Resulta interessante fazer um exercício de imaginação, no qual o mesmo secretário adapte suas ideias para os diferentes públicos igualmente privatizadores do espaço público. Vejamos como ficaria sua declaração, se voltada aos comerciantes proprietários de padarias e bares com mesas irregulares na calçada:

“A gente primeiro passa com os fiscais de postura, avisando eles que eles precisam limpar a calçada e além disso têm que retirar definitivamente as mesas e cadeiras. Só é apreendido quando eles se recusam a retirar. Quando forem apreendidas, ficarão à disposição no depósito da subprefeitura para que ele possa retirar e será sempre oferecida uma relação de imóveis para alugar nas imediações dos seus negócios, para que possam melhor atender seus clientes e aumentar o número de mesas e cadeiras à disposição”.
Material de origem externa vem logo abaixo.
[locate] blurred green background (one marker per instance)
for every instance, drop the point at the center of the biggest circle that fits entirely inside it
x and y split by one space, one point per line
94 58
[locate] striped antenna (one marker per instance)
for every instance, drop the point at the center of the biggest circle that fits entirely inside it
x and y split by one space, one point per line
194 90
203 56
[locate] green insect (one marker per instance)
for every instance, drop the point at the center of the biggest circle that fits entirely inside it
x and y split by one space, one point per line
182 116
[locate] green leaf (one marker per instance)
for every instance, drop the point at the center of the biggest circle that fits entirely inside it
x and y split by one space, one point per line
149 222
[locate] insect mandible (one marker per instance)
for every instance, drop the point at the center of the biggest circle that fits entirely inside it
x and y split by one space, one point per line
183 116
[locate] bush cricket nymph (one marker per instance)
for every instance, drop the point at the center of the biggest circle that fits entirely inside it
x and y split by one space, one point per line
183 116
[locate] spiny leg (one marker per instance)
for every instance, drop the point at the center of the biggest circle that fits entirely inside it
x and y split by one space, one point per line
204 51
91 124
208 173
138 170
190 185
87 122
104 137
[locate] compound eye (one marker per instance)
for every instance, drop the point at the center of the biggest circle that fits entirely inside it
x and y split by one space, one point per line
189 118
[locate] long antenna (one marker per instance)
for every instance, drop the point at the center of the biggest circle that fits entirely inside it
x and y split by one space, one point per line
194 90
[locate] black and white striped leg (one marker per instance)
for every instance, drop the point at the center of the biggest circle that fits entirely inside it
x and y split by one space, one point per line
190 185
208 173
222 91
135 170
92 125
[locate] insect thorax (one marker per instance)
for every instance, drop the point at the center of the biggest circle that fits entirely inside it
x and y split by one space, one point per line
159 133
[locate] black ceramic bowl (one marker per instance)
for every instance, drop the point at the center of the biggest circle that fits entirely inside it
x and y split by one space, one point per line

Ou então na entrada de uma vila de casas:

“Nós gostaríamos que os senhores retirassem os portões, grades e guaritas. Nós só vamos fazê-lo se vocês se recusarem, e neste caso vamos poupar os seus esforços e mesmo o custo da remoção. Faremos a retirada e deixaremos à disposição no depósito da subprefeitura. Também temos à disposição uma lista de trabalhadores cadastrados, que podem realizar a instalação de grades e muros nos limites de suas propriedades privadas, se assim desejado”.

A complexa partilha do espaço público (o que é de todos é “de ninguém”) permite retomar o artigo de O’Donnell para tratar da dificuldade de conciliar as microcenas da privatização do espaço com os macrodramas sociais. A dificuldade em tratar o espaço público como espaço de todos e compartilhá-lo é fato, e cabe aos poderes públicos estabelecer as regras para tornar a apropriação desses espaço não só mais civilizada, mas socialmente mais equilibrada.